それがいつのまにかそれ自体の生命を持って、人間たちを貪り喰い始める。
システムの前に立つと、ひとりひとりの人間たちは「壁にぶつけられる卵」のように脆弱である。
けれども、「卵の側に立つ」以外に、人間が「システマティック」な世界をわずかなりとも「人間的なもの」に保つためにできることほとんどない。》

 システムに対抗するためにはどうしたらよいのか?
 そのためには、「父」の出動を要請してはならない。それはすなわち、「神も理性も信じない」ということである。
 本作においては、システムに拮抗しうる唯一のものとして提示されるのは動物的習性である。なぜなら、動物は「神も理性も信じない」(にもかかわらず、「秩序のようなもの」を保っているように見える)からである。
 システムを出し抜き生き残ることができた唯一の人物マルキナ。彼女はチーターを愛し、チーターと一体化しようとする(アイメイクやチーター柄の刺青はそのことを示している)。
 謎に満ち、心の底を明かさないマルキナが唯一正直に言うこと、それは「お腹が空いた」という言葉である。彼女によれば、純粋に空腹を満たすために殺すことのみが、優雅で美しい。それ以外の人間的な欲は醜い。それは心の弱さをもたらし、人を破滅へと導く。

 マルキナ「欲のせいで崖っぷちね」
 ライナー「そもそもそれが欲の本質なんだよ」

 マルキナには欲(greed)がなく、獣欲(appetite)のみがある。フェラーリとのファックシーンもそのことを示している。
 マルキナには人間的感情が欠落している。懺悔室での神父とのちぐはぐなやりとりからも分かるように、彼女は「神」を信じておらず、それ故、彼女には“罪”の概念がない。逆に、自分の不幸な生い立ちの原因を神に押し付けることもない。
 もちろん、マルキナとて、システムを出し抜くことに完全に成功したわけではない。システムから利益を掠め取ろうとして、半ば失敗し、半ば成功しただけである。
《けれども、それはあくまで、一時的、相対的な勝利にすぎない。》
 元のシナリオだか小説版だかでは、ライナーが死んで逃げ出したチーターがアリゾナの荒野で凍えている描写があるとか。それはマルキナのその後の運命を暗示しているのかもしれない。

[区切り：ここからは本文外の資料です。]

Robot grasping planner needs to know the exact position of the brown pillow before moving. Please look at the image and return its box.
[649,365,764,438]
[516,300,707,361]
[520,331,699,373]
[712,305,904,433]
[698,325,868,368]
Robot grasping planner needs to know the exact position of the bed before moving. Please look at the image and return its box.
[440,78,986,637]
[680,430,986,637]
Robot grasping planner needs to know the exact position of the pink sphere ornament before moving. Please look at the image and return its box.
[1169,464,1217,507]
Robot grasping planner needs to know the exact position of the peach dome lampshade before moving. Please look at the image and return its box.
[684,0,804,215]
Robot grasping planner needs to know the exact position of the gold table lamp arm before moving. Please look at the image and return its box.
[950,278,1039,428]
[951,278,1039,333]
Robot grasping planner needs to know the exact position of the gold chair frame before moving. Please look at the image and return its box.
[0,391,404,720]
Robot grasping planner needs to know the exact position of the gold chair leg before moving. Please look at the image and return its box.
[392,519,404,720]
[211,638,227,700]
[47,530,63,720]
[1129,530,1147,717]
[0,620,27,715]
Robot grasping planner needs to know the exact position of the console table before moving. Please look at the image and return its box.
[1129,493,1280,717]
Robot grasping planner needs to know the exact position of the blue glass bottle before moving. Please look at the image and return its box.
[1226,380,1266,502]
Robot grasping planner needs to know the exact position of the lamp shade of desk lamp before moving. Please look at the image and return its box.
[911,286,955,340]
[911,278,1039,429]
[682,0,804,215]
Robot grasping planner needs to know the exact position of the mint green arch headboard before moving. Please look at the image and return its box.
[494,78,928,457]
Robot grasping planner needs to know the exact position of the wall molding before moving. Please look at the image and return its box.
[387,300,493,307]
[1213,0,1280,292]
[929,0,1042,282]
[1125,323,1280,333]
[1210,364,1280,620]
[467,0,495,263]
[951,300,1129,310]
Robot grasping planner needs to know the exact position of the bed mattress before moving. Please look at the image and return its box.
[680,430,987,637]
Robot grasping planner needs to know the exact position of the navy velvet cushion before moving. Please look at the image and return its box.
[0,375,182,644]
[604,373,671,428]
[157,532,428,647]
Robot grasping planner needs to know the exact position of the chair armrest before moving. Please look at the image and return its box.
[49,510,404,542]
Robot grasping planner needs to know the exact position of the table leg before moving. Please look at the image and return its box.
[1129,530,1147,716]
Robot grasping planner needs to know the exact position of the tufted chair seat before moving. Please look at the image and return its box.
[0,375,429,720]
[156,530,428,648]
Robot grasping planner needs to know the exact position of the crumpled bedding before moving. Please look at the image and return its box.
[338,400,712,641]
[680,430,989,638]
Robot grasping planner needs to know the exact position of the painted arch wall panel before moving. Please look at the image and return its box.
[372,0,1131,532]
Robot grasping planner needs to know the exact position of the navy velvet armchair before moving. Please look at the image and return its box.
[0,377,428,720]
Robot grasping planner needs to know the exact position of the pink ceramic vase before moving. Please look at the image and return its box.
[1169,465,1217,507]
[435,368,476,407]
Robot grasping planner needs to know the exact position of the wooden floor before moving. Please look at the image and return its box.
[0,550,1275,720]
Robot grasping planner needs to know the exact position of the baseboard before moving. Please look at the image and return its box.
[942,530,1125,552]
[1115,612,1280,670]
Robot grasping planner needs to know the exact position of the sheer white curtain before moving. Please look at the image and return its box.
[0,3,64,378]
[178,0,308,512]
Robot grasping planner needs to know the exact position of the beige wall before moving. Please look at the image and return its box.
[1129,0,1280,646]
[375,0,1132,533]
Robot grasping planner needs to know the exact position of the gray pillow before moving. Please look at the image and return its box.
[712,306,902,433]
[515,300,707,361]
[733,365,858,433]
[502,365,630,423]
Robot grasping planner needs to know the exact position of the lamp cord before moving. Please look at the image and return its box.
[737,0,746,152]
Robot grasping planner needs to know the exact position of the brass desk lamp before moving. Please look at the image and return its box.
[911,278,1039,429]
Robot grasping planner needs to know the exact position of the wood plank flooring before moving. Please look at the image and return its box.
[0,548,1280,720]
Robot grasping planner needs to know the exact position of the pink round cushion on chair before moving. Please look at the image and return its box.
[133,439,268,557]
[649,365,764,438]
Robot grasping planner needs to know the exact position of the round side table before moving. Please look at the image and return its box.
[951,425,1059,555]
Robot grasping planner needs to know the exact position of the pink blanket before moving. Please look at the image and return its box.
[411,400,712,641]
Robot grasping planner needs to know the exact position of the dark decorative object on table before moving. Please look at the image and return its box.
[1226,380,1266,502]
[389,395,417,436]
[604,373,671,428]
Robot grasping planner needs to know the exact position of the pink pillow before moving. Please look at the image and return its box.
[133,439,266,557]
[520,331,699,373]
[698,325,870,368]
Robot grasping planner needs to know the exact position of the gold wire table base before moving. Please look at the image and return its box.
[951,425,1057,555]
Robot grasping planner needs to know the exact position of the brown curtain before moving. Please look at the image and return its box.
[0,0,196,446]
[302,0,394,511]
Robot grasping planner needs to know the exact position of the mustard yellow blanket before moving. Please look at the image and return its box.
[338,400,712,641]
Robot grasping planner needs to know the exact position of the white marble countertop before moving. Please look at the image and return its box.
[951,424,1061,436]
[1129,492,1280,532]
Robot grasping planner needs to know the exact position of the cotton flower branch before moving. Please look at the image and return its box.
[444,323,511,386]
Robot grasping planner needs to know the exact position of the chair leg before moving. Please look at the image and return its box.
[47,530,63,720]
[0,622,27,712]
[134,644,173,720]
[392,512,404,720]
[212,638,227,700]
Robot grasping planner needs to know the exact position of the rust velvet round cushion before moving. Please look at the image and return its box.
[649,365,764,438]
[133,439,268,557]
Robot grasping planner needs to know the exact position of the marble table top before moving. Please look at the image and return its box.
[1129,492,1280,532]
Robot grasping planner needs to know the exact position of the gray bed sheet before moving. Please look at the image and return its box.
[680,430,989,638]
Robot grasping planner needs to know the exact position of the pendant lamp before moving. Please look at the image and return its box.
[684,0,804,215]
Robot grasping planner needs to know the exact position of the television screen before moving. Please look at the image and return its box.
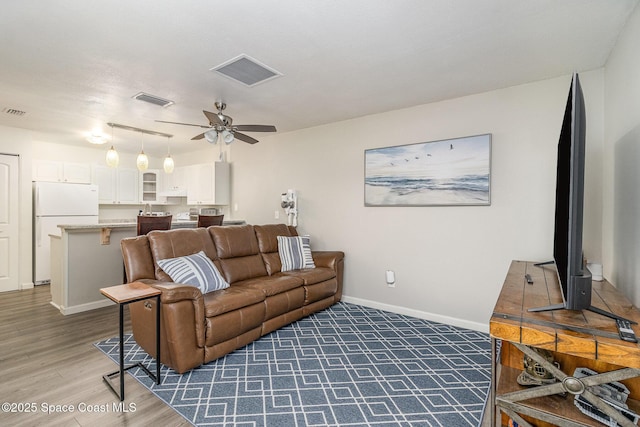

 ところで、この邦題はミスリーディングである(原題は“The Counselor”)。タイトルから、コンゲームのような知的騙し合いが繰り広げられ、「悪の法則」が次々と開陳され、それを熟知した者が最終的に勝利を収めるのかと想像していたら裏切られた。「この法則を操る黒幕」(予告編より)など出てこなかった。ちなみに、「悪の法則」と音で聞くと「悪の十字架」を思い出してしまう。
 なんでこんな邦題を付けたのか、深読みしても大して意味は無いだろう。日本でのキャッチコピーや予告編を見れば分かる(少なくとも「クライム・サスペンス」ではないし、ましてや「心理サスペンス」などでは絶対ない)。
 では、どんな映画なのか? 本作は哲学的会話劇である、と言っても、納得してくれる人は少ないだろう。私自身も納得していない。
 だが、言葉が非常に重要な役割を果たしている映画であることは確かだ。なるほど、その言葉は無力であり、現実を何も変えられない。さんざん警告されても弁護士は引き返さない。にもかかわらず、いや、だからこそ、言葉は重要である。
 その言葉は、弁護士にではなく、観客である我々に向けられている、あるいは誰にも向けられていない。それは世界の構造についての、社会の成り立ち方についての、人間の本質についての言葉である。それは現実的には無力であるが故に現実と拮抗しうる、もう一つの「世界」を構成している(詩人の話を想起せよ)。
 ショッキングなシーンに意識が行きがちだが、言葉(会話)は本作を支える2本の柱の一つである。一見そう見えないかもしれないが、言葉というものへの信頼が本作の根底にはある。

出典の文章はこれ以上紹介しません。